An dieser Stelle fühlt man sich nun weder als kritische Öffentlichkeit noch als Bundesregierung mit jeweils berechtigten Vorbehalten ernst genommen. Wir hatten bereits vor einiger Zeit vermutet, dass die Konsultation zum Investitionsschutz bei TTIP mehr den PR-Zwecken der EU-Kommission dient als einer wirklichen öffentlichen Debatte. Dass die Kommission bei der Übergabe der Verhandlungsergebnisse diese Woche an die Mitgliedstaaten nicht auf das Investitionsschutzkapitel verzichtet, bestätigt diese Vermutung.
Hier hat die Kommission offensichtlich damit gerechnet den Investitionsschutz durch die Hintertür einzuführen. Wie aus einem Artikel der Süddeutschen vom vergangenen Samstag hervorgeht, lehnt die Bundesregierung CETA mit Investitionsschutz ab.

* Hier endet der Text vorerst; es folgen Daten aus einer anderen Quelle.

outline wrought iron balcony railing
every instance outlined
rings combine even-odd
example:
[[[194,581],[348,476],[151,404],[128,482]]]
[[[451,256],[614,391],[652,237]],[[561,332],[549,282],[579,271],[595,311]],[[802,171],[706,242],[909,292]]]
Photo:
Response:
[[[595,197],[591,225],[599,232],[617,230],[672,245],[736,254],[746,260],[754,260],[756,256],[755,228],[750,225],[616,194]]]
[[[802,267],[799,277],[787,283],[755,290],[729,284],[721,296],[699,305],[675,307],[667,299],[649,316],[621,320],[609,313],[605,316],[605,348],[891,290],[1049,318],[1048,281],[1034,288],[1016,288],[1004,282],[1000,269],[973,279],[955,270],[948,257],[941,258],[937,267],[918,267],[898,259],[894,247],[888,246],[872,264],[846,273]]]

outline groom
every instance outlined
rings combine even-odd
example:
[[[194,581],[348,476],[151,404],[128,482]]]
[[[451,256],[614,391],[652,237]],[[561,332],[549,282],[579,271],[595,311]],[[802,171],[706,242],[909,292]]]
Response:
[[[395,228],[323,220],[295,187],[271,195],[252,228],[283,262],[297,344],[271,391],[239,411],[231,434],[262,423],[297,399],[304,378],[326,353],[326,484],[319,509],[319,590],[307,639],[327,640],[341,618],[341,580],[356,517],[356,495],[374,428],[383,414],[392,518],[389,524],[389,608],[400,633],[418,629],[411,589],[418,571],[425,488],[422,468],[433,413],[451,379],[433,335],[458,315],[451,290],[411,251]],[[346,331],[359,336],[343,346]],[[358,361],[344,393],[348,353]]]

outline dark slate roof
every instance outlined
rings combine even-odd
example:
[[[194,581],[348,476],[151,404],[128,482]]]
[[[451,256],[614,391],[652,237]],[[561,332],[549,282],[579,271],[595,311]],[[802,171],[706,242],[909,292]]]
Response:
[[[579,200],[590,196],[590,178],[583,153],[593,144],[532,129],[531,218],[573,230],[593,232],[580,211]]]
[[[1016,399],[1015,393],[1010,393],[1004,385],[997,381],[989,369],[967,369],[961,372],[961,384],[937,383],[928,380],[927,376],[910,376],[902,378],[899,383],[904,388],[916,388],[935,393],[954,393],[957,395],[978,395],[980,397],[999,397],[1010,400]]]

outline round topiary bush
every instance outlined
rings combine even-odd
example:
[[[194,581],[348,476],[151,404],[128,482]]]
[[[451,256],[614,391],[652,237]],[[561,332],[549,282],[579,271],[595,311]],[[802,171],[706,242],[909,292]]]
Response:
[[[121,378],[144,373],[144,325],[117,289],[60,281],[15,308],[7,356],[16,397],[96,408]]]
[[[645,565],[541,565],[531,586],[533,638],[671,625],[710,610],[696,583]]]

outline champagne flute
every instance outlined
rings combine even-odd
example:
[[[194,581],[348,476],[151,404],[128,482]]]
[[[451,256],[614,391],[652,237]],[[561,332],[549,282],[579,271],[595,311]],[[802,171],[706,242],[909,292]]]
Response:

Wir begrüßen, dass die Bundesregierung die Sorgen der Bürgerinnen und Bürger an dieser Stelle ernst nimmt.
Transparenz in der europäischen Handelspolitik stärken
Die Bürgerinnen und Bürger sind zurecht empört darüber, dass die Verhandlungen zu bilateralen Handelsabkommen in Europa so intransparent ablaufen und eine wirkliche Beteiligung von Zivilgesellschaft und breiter Öffentlichkeit nicht stattfindet. Ob bei TTIP, CETA oder dem Abkommen zum Handel mit Dienstleistungen (TISA). Stets hat erst öffentlicher Druck dazu geführt, dass überhaupt relevante Informationen an die Öffentlichkeit gelangten.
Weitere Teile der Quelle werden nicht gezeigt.